With the July renewal season at hand, agents says buyers should shop as much as possible. Outside of property-catastrophe insurance and small niches like aviation, it's a buyer's market, and buyers have every reason to drive a hard bargain.

"It would be good for buyers. They would see their price go down after years of prices going up significantly," says Miller of Scottsdale Insurance.

But he also cautioned that the price fluctuations are also "dependent on risk characteristics" of clients, which means that for some unlucky buyers, they just may not be able to get the price break they think they deserve.

Buyers located in the Midwest and landlocked states are expected to benefit the most, as the standard-lines carriers enter a phase in which wholesalers are cut out of the deals entirely, and they compete more aggressively among themselves. "The standard market is coming in, and managing general agents and wholesalers have to become more aggressive and expand where we will do business," says Roe of Arlington Roe & Co.

Whereas two years ago, renewals might have gone to a wholesaler, they are now going to a standard-lines carrier, Roe says.

For the luckiest buyers, all this competition could mean a drop in premiums by as much as 30 percent to 50 percent, says Miller. He also says the market is neither hard nor soft, but "reasonable."

The price wars, while disruptive, are a normal part of the cycle, says independent agent Robert G. Slocum, president of The Slocum Agency Inc., in Warwick, R.I., a coastal state that carriers consider at higher risk.

Buyers are in good shape, as long as they realize that prices will one day go back up, and that when they do, prices may well shoot up by double-digit percentages to make up for the price-cutting that's happening now. "It's disruptive, but it's part of the game," Slocum says.

As long as carriers don't pull out of the market entirely, buyers will be well-served in the long run. It's when underwriters cease to offer coverage that fills Slocum with dread, because that's when there's just no way for him to find capacity at any price.
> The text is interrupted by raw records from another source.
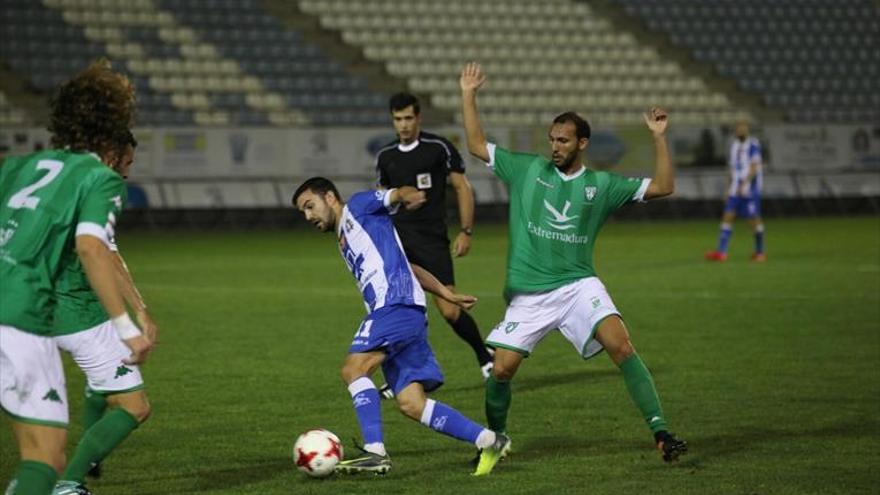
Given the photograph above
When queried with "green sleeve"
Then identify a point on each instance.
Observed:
(101, 204)
(622, 190)
(510, 166)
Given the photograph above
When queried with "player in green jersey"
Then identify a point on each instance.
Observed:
(56, 205)
(115, 401)
(557, 208)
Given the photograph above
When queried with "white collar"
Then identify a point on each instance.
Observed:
(573, 176)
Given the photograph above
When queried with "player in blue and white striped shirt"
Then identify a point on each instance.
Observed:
(743, 194)
(394, 334)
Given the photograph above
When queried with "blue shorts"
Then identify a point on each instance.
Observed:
(744, 206)
(401, 332)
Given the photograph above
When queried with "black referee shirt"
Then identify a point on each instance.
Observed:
(424, 167)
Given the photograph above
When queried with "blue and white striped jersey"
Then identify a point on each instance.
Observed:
(742, 154)
(373, 252)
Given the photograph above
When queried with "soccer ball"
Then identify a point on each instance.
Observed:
(316, 453)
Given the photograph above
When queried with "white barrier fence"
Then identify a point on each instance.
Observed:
(260, 167)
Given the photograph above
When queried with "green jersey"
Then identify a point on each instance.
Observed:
(554, 219)
(46, 200)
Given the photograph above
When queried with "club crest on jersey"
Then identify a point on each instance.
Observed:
(423, 181)
(590, 192)
(560, 219)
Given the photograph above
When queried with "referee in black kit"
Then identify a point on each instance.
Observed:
(424, 160)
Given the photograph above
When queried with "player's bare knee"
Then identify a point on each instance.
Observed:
(502, 372)
(411, 407)
(141, 412)
(622, 351)
(135, 403)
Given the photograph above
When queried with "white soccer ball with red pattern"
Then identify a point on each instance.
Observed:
(316, 453)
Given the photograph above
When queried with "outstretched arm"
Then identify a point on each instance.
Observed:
(134, 299)
(430, 283)
(410, 197)
(99, 267)
(663, 183)
(472, 78)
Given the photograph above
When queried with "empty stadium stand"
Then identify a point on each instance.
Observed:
(819, 61)
(542, 57)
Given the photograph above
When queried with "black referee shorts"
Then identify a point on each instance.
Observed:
(429, 250)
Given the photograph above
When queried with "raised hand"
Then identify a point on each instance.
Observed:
(464, 301)
(656, 121)
(472, 77)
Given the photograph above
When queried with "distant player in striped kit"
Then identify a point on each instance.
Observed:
(394, 334)
(743, 194)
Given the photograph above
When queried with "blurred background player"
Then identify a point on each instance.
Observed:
(557, 208)
(394, 334)
(424, 161)
(743, 194)
(57, 205)
(115, 400)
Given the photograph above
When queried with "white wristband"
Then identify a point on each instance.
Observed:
(125, 327)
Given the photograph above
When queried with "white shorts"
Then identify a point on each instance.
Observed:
(32, 388)
(575, 309)
(99, 352)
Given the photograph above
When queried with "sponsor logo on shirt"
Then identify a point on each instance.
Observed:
(52, 396)
(590, 192)
(560, 219)
(423, 181)
(544, 183)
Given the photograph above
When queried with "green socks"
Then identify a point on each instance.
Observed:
(98, 441)
(641, 388)
(497, 404)
(33, 478)
(94, 406)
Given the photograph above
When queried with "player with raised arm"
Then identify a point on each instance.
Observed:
(115, 400)
(57, 205)
(557, 208)
(394, 334)
(425, 161)
(743, 194)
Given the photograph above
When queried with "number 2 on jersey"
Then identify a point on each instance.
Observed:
(23, 198)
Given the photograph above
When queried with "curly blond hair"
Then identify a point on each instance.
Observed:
(93, 111)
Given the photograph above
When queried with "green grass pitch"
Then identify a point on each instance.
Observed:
(771, 371)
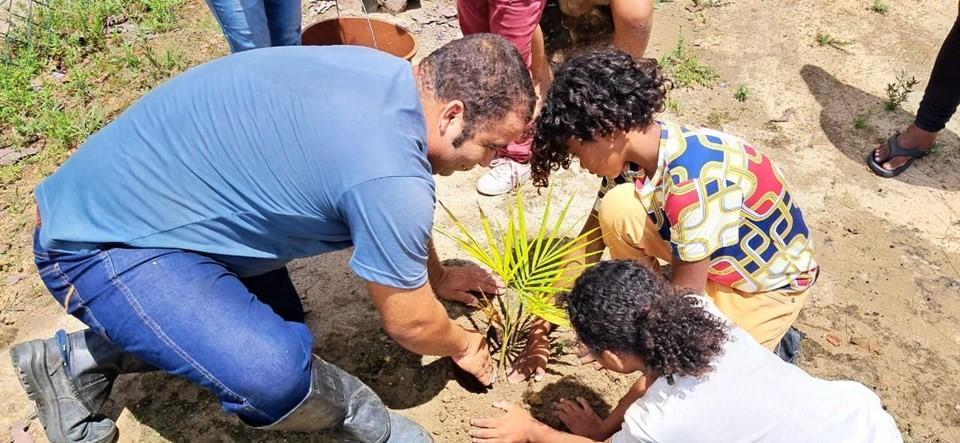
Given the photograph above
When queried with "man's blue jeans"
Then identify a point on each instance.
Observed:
(251, 24)
(185, 313)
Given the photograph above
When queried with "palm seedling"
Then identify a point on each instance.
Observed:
(534, 269)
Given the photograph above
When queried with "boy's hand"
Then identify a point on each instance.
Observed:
(536, 354)
(579, 418)
(514, 426)
(476, 359)
(457, 282)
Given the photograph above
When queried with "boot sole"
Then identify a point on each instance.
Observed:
(30, 361)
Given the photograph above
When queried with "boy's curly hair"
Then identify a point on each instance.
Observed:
(594, 95)
(623, 306)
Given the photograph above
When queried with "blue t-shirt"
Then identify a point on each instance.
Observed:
(258, 158)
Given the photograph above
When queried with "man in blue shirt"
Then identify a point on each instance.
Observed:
(168, 231)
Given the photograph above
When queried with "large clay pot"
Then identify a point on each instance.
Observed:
(390, 38)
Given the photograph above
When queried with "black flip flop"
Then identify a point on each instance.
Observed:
(894, 150)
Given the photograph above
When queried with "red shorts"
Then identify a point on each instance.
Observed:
(513, 19)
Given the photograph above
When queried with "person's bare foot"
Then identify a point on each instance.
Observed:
(912, 138)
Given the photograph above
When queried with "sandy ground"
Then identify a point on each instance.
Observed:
(890, 249)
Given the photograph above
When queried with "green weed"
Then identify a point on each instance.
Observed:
(824, 39)
(861, 119)
(898, 91)
(69, 36)
(742, 93)
(673, 105)
(686, 69)
(879, 7)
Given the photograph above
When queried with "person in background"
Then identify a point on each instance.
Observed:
(252, 24)
(519, 22)
(940, 101)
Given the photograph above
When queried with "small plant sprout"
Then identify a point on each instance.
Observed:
(742, 94)
(685, 67)
(898, 91)
(703, 4)
(824, 39)
(860, 121)
(879, 7)
(534, 270)
(673, 105)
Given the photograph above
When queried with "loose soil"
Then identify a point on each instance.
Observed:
(888, 298)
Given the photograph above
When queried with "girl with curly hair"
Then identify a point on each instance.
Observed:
(703, 379)
(706, 202)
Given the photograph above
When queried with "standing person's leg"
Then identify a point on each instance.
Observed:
(517, 21)
(244, 23)
(284, 21)
(632, 23)
(939, 103)
(473, 16)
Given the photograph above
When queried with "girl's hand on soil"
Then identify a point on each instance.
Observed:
(458, 282)
(476, 360)
(514, 426)
(533, 360)
(578, 417)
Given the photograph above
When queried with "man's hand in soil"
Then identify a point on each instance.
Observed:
(457, 282)
(533, 361)
(586, 357)
(516, 425)
(475, 359)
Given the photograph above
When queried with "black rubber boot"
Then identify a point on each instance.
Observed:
(69, 377)
(340, 401)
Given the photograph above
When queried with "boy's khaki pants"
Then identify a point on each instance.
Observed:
(630, 234)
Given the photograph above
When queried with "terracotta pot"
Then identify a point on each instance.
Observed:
(390, 38)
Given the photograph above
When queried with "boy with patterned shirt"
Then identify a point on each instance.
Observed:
(706, 202)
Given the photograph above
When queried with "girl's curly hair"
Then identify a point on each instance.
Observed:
(623, 306)
(594, 95)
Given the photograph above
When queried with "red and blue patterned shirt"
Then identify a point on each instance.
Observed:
(715, 197)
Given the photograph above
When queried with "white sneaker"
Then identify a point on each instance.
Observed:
(503, 176)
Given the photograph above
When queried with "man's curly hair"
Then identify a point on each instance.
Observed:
(594, 95)
(623, 306)
(487, 73)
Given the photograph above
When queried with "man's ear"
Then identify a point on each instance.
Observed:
(451, 117)
(614, 359)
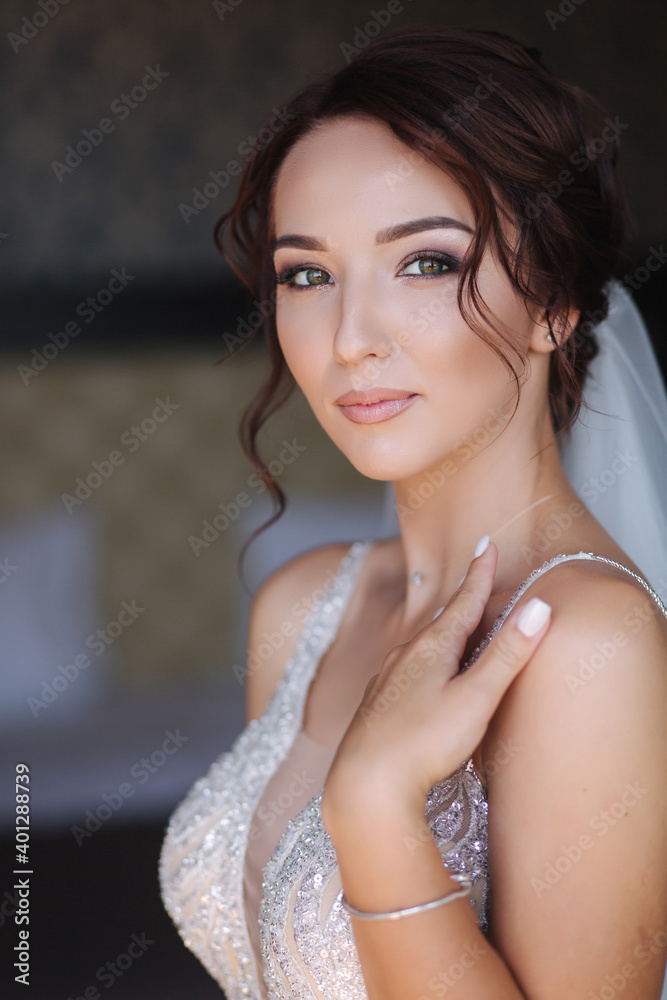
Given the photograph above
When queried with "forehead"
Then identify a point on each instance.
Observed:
(356, 168)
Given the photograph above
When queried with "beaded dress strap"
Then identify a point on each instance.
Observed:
(549, 564)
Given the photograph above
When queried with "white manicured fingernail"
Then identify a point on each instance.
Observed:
(481, 546)
(532, 616)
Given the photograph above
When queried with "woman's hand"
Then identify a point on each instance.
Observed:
(419, 718)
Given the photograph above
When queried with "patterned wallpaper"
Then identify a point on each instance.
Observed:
(157, 95)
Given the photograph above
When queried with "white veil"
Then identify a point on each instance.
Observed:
(616, 459)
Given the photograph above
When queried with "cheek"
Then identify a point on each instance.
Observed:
(301, 340)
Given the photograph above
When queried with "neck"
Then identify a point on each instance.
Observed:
(511, 492)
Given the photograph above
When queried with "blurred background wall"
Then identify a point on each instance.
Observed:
(165, 96)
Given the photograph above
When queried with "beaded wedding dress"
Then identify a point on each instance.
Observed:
(248, 873)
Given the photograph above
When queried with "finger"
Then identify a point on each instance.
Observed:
(454, 623)
(509, 651)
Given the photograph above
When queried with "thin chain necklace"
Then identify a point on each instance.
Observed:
(418, 578)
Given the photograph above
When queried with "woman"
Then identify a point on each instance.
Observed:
(424, 804)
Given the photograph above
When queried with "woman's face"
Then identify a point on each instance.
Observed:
(366, 301)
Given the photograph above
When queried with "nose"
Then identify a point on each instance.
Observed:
(361, 330)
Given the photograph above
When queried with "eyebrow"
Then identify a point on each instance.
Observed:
(387, 235)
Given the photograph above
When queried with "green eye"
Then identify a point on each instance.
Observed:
(312, 276)
(426, 265)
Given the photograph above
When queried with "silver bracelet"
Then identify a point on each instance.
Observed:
(420, 908)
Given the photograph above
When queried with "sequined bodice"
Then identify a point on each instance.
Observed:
(307, 944)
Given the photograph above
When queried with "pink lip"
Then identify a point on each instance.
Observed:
(374, 412)
(375, 395)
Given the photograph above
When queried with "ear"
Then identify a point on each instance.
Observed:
(562, 327)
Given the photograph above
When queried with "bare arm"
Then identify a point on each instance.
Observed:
(583, 763)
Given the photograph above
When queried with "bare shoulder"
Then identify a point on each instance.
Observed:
(574, 758)
(279, 611)
(607, 632)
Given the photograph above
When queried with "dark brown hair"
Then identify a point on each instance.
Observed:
(527, 149)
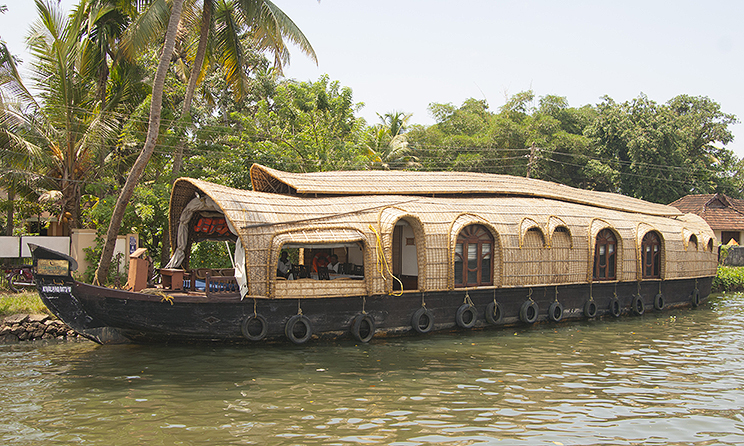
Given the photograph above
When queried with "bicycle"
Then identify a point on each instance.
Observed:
(19, 277)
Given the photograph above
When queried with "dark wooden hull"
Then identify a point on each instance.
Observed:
(114, 316)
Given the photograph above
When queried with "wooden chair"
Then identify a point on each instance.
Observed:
(323, 274)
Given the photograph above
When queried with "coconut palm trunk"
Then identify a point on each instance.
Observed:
(152, 136)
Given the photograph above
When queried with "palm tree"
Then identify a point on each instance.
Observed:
(224, 26)
(152, 134)
(389, 146)
(51, 143)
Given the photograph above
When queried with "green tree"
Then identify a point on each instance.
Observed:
(662, 152)
(53, 142)
(387, 145)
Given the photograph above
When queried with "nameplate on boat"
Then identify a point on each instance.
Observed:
(56, 289)
(49, 267)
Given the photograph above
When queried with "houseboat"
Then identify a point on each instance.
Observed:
(366, 254)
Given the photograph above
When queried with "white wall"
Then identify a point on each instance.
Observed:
(409, 261)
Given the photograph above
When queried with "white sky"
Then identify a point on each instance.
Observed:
(401, 55)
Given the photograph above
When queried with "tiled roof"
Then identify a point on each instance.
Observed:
(718, 210)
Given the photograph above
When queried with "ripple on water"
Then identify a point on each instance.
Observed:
(668, 378)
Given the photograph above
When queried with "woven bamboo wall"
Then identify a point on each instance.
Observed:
(527, 247)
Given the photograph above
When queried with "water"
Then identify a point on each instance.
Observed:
(670, 378)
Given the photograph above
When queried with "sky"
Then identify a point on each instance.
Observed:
(402, 55)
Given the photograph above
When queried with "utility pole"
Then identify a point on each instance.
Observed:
(533, 149)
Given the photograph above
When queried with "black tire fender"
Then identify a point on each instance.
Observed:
(590, 309)
(494, 315)
(422, 320)
(363, 327)
(289, 329)
(659, 302)
(466, 316)
(637, 305)
(555, 312)
(615, 308)
(529, 311)
(248, 327)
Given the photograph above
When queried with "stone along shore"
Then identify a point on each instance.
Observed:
(29, 327)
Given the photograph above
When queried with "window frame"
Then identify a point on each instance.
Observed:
(478, 235)
(651, 256)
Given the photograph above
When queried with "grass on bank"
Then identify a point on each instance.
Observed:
(728, 279)
(26, 302)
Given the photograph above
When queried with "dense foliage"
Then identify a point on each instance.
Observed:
(73, 141)
(729, 279)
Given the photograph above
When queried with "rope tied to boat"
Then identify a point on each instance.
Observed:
(382, 263)
(165, 297)
(467, 300)
(591, 293)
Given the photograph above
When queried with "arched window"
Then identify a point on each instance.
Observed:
(692, 245)
(651, 256)
(605, 255)
(473, 257)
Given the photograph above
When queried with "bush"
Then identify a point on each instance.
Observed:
(729, 278)
(25, 302)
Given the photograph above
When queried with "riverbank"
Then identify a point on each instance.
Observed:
(728, 279)
(25, 318)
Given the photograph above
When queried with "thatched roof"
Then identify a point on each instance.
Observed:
(377, 182)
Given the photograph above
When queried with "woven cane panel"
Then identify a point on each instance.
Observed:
(567, 257)
(442, 183)
(310, 288)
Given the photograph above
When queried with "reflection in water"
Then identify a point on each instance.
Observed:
(674, 377)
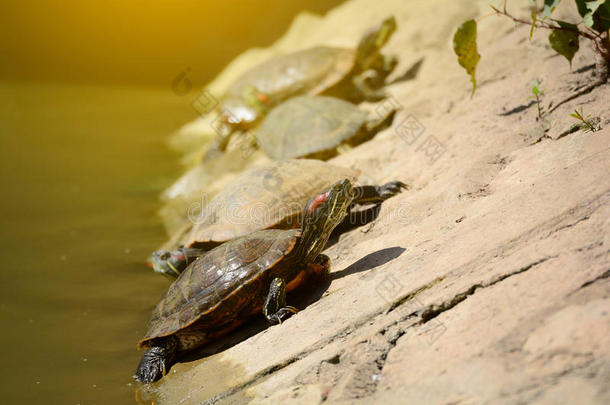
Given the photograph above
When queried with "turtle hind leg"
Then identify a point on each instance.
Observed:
(157, 360)
(275, 308)
(378, 194)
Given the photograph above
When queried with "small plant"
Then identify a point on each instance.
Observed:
(588, 123)
(537, 92)
(564, 37)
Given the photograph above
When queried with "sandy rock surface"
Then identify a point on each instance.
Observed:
(485, 283)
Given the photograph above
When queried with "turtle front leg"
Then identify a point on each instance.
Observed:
(364, 90)
(275, 308)
(157, 360)
(378, 194)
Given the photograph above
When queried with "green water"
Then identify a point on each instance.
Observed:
(81, 168)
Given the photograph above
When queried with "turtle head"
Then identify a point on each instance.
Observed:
(368, 51)
(322, 214)
(171, 263)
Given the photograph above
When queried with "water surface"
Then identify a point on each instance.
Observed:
(81, 168)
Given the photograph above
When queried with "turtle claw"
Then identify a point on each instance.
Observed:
(152, 366)
(282, 314)
(391, 189)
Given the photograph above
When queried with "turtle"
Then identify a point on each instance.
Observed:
(353, 74)
(239, 279)
(317, 127)
(263, 197)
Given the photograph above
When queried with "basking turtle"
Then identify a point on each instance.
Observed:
(315, 126)
(263, 197)
(238, 279)
(352, 74)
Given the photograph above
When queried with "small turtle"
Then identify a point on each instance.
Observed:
(316, 127)
(238, 279)
(263, 197)
(351, 74)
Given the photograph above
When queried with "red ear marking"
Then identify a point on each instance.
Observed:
(316, 202)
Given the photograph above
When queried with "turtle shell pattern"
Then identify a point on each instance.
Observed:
(267, 196)
(223, 288)
(307, 125)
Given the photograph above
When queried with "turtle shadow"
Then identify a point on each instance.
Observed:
(369, 262)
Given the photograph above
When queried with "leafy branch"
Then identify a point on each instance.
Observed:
(564, 36)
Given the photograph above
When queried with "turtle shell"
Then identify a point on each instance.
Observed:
(267, 196)
(312, 71)
(308, 125)
(223, 288)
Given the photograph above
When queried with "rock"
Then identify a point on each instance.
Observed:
(489, 281)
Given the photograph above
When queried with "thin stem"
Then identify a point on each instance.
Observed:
(542, 24)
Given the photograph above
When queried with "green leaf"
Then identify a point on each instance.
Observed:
(533, 24)
(549, 7)
(595, 14)
(565, 42)
(465, 47)
(535, 90)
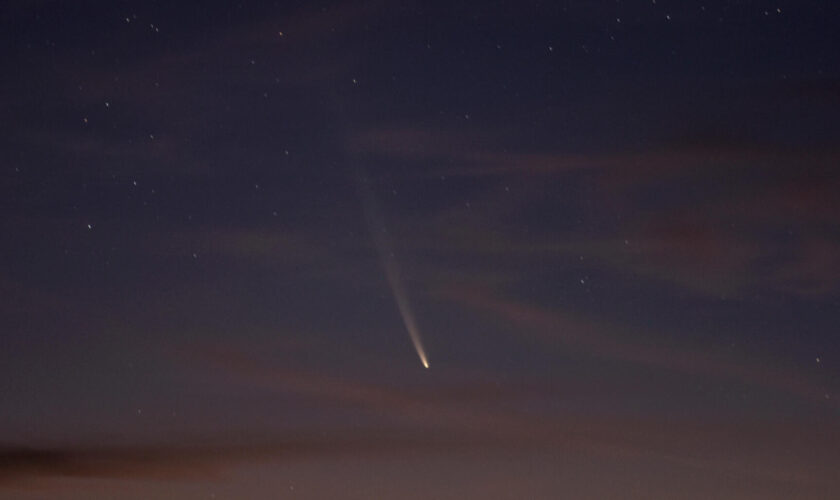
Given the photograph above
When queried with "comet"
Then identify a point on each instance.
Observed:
(384, 248)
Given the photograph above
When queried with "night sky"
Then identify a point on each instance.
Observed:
(232, 231)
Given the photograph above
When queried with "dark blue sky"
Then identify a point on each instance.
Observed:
(614, 221)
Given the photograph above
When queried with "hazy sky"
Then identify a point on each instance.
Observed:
(614, 222)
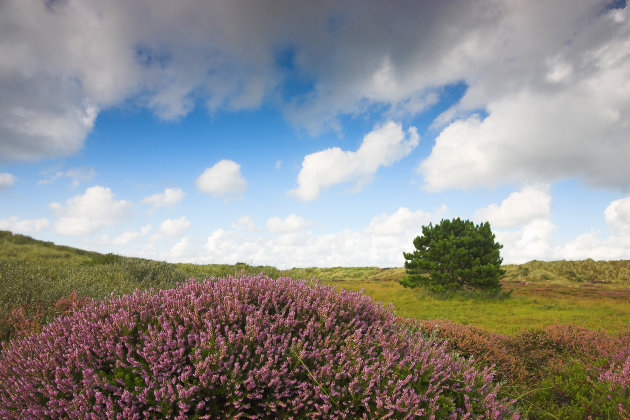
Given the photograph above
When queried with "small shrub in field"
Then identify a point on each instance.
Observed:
(250, 347)
(67, 304)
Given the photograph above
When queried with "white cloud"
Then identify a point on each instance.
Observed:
(24, 226)
(382, 146)
(77, 176)
(556, 99)
(617, 215)
(380, 243)
(169, 197)
(555, 88)
(223, 179)
(402, 222)
(519, 208)
(6, 180)
(291, 223)
(129, 236)
(86, 213)
(522, 224)
(532, 241)
(244, 222)
(174, 227)
(182, 249)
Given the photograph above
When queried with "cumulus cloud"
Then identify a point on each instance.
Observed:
(557, 105)
(402, 222)
(380, 243)
(617, 215)
(244, 222)
(6, 180)
(86, 213)
(169, 197)
(223, 179)
(522, 224)
(182, 249)
(77, 176)
(291, 223)
(174, 227)
(382, 146)
(519, 208)
(597, 246)
(24, 226)
(554, 89)
(532, 241)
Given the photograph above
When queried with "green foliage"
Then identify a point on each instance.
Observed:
(452, 255)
The danger of an extended price war is that it will eventually leave some carriers mired in red ink, forcing them to shut their doors in states where they do business. When carriers stampede out of a market and there are fewer carriers willing to compete for business, the remaining carriers in those states need to raise prices even more.

"As long as they (buyers) understand it's (the price cycle) going to come back around," says Slocum, buyers should be able to enjoy some hefty price breaks. And for the moment there's yet more good news for buyers who are not in the market for property-catastrophe coverage.

Excluding the spike in property rates for catastrophe coverage in Florida, parts of the Gulf Coast and California, "ISO expects strong capacity at year-end 2005 to fuel further cuts in rates in 2006, with industry premium growth for this year forecast at less than 1 percent," says Frank Coyne, chairman, president and CEO of Insurance Services Office Inc.

He says ISO expects underwriting results to improve as catastrophe losses recede from 2005's record level.

So, while these may be difficult times for some agents, and while it may be a dreadful time for agents with too much exposure to property-catastrophe coverage, for many a risk manager, it's a buyer's market.

Zurich Financial Services, St. Paul Travelers and Ace USA declined to comment for this article.

CYRIL TUOHY is managing editor of Risk & Insurance®.